Ukraine might have given a boost to global coal consumption, but both US and EU policy moves suggest that on balance the Ukraine war might well be accelerating the clean energy transition in the OECD. However, the opposite will probably be the case in the non-OECD, argues Bassam Fattouh, Director of the Oxford Institute for Energy Studies. In the developing world, finance for climate adaptation and clean energy projects is harder to come by as a result of a strong dollar and high energy prices, fueled in part by OECD policies. The ability of OECD countries — already lagging pledges — to extend support is constrained by the economic slowdown and Ukraine war expenses.

At the same time, the real-world impacts of climate change as highlighted by ongoing flooding in Pakistan have focused minds in the global south as to industrial nations’ historic responsibility for climate change. “We are likely to approach COP27 in a different spirit, in a very divided world,” notes Fattouh.

High energy prices could also create tensions between energy haves and have-nots within the OECD. Energy made up some 54% of EU inflation in January-April 2022, but only 24% of US inflation, hinting at potential misalignments should the burden of current policies escalate: Essentially, mega-producer the US looks set to have a “better war” than Europe.

Energy De-Globalization?

“Mastery itself was the prize of the venture” was how Winston Churchill, then Lord of the Admiralty, described the decision back in 1911 to switch the British Navy from coal to oil feedstock. The decision gave real momentum to the search for new sources of oil and helped create the international oil trade seen today — both key drivers of globalization in the 20th century. Now, the shift to renewables looks to be driving de-globalization.

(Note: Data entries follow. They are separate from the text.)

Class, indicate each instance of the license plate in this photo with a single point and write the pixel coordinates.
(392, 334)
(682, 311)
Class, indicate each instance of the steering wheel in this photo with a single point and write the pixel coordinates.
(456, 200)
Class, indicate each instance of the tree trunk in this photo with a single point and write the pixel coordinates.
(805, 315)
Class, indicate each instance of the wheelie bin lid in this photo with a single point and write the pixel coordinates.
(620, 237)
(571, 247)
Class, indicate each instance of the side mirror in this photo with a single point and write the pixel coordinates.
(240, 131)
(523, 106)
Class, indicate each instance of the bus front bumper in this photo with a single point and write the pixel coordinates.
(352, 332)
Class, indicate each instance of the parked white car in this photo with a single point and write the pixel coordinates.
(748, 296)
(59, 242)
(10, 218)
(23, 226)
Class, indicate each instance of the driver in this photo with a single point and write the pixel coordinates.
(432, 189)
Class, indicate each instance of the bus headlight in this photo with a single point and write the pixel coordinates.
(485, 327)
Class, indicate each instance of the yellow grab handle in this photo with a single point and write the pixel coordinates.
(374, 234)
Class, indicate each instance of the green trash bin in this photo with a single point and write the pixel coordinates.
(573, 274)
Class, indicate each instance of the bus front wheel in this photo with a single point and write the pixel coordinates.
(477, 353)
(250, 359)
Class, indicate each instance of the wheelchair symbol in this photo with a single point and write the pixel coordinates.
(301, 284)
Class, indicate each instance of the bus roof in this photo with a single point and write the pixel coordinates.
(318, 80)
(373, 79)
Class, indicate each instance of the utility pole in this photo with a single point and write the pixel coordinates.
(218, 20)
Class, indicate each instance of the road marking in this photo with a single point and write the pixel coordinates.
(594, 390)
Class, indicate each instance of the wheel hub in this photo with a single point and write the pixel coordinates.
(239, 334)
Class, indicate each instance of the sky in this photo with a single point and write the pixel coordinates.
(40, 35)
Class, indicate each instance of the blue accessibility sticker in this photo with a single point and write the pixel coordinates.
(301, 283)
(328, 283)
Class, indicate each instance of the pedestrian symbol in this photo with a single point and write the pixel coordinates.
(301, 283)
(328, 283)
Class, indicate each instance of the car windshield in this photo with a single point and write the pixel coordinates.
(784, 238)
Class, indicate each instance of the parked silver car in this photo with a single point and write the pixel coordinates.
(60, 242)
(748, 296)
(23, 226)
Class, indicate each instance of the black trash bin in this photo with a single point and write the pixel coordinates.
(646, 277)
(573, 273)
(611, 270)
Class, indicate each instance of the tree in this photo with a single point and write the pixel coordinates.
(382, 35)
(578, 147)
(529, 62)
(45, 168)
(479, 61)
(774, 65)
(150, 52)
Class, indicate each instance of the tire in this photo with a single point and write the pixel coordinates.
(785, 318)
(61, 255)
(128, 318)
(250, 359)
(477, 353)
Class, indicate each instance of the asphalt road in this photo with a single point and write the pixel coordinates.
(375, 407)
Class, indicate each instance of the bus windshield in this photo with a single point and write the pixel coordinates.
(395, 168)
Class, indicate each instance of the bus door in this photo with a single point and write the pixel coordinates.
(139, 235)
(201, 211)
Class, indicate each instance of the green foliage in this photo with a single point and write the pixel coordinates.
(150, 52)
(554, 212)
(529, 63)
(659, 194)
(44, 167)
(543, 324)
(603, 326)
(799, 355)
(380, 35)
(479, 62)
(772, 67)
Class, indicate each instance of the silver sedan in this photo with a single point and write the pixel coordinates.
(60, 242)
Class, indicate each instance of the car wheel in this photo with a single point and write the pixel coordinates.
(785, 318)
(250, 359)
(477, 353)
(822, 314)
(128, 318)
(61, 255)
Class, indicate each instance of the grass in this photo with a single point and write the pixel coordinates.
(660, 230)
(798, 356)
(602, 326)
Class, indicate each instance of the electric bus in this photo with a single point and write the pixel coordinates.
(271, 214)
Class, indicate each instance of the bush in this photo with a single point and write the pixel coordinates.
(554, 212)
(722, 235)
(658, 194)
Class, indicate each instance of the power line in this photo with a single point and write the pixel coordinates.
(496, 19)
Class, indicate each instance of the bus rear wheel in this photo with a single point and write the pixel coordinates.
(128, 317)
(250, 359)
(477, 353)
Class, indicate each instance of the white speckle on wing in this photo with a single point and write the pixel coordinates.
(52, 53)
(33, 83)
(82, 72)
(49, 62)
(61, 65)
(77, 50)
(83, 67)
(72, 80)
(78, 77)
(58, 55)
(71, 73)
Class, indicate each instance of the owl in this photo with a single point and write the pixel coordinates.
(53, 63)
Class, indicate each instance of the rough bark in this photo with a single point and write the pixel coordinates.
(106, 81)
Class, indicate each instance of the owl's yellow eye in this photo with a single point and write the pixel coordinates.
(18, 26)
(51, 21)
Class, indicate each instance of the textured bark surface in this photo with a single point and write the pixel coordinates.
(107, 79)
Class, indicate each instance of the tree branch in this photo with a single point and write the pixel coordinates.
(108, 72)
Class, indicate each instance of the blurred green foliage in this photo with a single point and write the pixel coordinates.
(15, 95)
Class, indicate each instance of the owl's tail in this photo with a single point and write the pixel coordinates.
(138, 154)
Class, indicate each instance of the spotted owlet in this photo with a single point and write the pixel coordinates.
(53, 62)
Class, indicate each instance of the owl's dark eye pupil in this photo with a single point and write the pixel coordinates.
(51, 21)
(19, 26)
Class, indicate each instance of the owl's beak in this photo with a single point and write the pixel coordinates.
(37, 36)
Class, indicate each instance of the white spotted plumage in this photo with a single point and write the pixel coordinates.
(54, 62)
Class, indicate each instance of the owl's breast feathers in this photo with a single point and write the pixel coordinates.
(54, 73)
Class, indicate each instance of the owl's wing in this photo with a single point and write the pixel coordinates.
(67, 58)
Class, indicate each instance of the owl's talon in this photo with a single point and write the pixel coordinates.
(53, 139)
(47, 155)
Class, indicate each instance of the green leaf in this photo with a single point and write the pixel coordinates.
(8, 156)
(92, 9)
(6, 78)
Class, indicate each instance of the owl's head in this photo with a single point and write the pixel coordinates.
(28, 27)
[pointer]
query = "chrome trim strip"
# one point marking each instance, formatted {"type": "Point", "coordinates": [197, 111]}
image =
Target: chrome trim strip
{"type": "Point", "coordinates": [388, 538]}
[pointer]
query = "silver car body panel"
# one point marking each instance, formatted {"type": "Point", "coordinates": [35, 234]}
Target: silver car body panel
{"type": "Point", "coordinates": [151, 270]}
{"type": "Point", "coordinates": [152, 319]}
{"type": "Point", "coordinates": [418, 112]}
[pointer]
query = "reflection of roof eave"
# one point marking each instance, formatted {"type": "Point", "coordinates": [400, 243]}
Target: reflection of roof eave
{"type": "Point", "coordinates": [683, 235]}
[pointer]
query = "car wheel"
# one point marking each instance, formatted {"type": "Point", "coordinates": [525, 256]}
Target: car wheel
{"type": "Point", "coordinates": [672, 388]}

But getting the energy transition right will be just as central to great power status this century as controlling energy flows was in the last century. And while Russia’s invasion of Ukraine exploded the myth that economic interdependency is a guarantor of peace, a deglobalized world isn’t necessarily more stable. On the contrary, the toxic brew of trade protectionism, high energy prices and economic stress could fuel prolonged instability. That said, in most recession scenarios, energy demand collapses and prices fall. But then, “of course, we will have lots of other problems,” notes Stern.

And even should demand for oil peak and fall, the percentage of low-cost Mideast crude as a share of oil trade is likely to increase. Energy trade could also be sustained by both increased demand for LNG and the possible emergence of a large-scale international green hydrogen industry that could develop around solar hot spots in the Mideast Gulf, Chile and Australia.

Perfect Storm

It is striking just how central energy has proved to be in both the Ukraine war and as a driver of global inflation. But other factors, too, have been critical. The world managed to prosper in 2011-13 with oil prices that were higher, even without taking inflation into account. Back then, the impact of expensive oil was softened by gains in global efficiency, driven largely by China-dominated supply chains and increasing globalization.

Today, in addition to astronomically higher gas prices, there is a perfect global economic storm of supply chain bottlenecks (exacerbated by China’s zero-Covid approach), rising interest rates and food shortages triggered by the war. Add to this an energy system in flux and outcomes are far from clear, barring that there’s likely no return to the pre-Feb. 24 world.